Data is typically transferred from the host to the storage device in order for the data to be stored in a non-volatile manner in the storage device. In prior art storage devices, data to be stored in a storage device is transferred from the host to the storage device, and a flash translation layer arranges the storing of the data by maintaining a map that connects physical addresses in the storage units to logical addresses that the host can use. Embodiments of the present invention comprise memory units with physical address spaces that are directly accessible from the host. The host provides a set of one or more rules that the storage controller uses in order to store and retrieve data from the storage units.
The storage device 100 in Fig. 1 is configured to connect to a host 150, such as a personal computer or server computer. The storage device 100 and host 150 can be in data communication via a communication line 140. Simplified, the host 150 comprises a central processing unit (CPU) 151, random access memory (RAM) 153, a host data interface 155, and a communication bus 157. The communication bus 157 enables data communication between the CPU 151, RAM 153, and host data interface 155.
When data is transferred between the host 150 and the storage device 100, this may be performed via a direct transfer from the RAM 153 in the host to the controller memory 105 in the storage device 100. Preferably, this takes place without interference of the host CPU 151 by use of direct memory access (DMA), such as by remote direct memory access (RDMA). This is illustrated schematically with dashed line 141 in Fig. 1. The physical transfer takes place via the connection 140 between the host data interface 155 and the storage device data interface 101.

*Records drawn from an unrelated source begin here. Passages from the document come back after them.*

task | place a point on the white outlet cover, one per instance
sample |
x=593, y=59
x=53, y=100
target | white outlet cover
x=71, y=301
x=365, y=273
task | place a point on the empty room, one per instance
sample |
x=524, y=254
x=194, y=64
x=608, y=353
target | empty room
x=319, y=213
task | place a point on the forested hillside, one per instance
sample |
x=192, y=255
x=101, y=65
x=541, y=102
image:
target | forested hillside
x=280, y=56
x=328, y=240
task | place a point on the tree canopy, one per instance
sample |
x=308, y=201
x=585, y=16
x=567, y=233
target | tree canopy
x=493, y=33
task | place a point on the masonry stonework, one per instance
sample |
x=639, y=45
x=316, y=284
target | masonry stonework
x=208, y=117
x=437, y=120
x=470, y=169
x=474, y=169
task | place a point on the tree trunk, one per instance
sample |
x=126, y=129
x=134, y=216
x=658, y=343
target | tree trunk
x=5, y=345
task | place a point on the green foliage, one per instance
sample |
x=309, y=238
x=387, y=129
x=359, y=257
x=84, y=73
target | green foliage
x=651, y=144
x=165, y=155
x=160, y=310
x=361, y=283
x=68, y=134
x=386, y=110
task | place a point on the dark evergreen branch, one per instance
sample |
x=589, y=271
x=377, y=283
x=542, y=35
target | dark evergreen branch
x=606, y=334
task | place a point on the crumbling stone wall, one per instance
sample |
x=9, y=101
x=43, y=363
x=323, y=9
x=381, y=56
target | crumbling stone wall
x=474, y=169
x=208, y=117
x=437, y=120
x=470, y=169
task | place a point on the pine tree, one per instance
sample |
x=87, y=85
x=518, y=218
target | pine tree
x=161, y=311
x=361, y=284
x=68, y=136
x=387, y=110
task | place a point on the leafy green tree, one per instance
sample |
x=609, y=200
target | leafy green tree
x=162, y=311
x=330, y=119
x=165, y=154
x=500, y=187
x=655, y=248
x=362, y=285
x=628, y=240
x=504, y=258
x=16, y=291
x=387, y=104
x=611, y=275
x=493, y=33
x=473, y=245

Fig. 2 illustrates a prior art SSD. Overall, it has many of the same features, such as a data interface 201 and storage units 207a-207f, as well as a controller 210 for handling communication of requests for data to and from the storage units 207a-207f. However, the controller 210 in prior art devices is hard-coded with translation rules that control how the data is written to the storage units, and how
the data are moved between physical addresses in the storage units, as well as how garbage collection is performed in the storage units in order to free invalid storage space (such as pages and/or blocks in a NAND). In particular, the controller 210 provides a pre-defined method for translating logical addresses usable by the host 150, to physical addresses usable by the controller 210 for accessing the storage units. In other words, it is not possible to access the physical address directly from the host. Furthermore, it is not possible to control access to separate storage units from outside the storage device. Embodiments of the present invention allow applications 160 running on a host 150 to dynamically provide and change or delete rules 120 that suit the
application's needs with respect to storage and retrieval of data on the storage device 100. The storage device maintains a mapping table in order to enable consistent writing and reading to and from the storage units. The mapping table may for instance comprise associations between the logical address of data and the physical address in the storage device at which the data is stored. The mapping table is configured to reflect the addressability of the storage units and the need for a specific use case. In NAND flash chips, data is written and read page by page, and data is erased in blocks.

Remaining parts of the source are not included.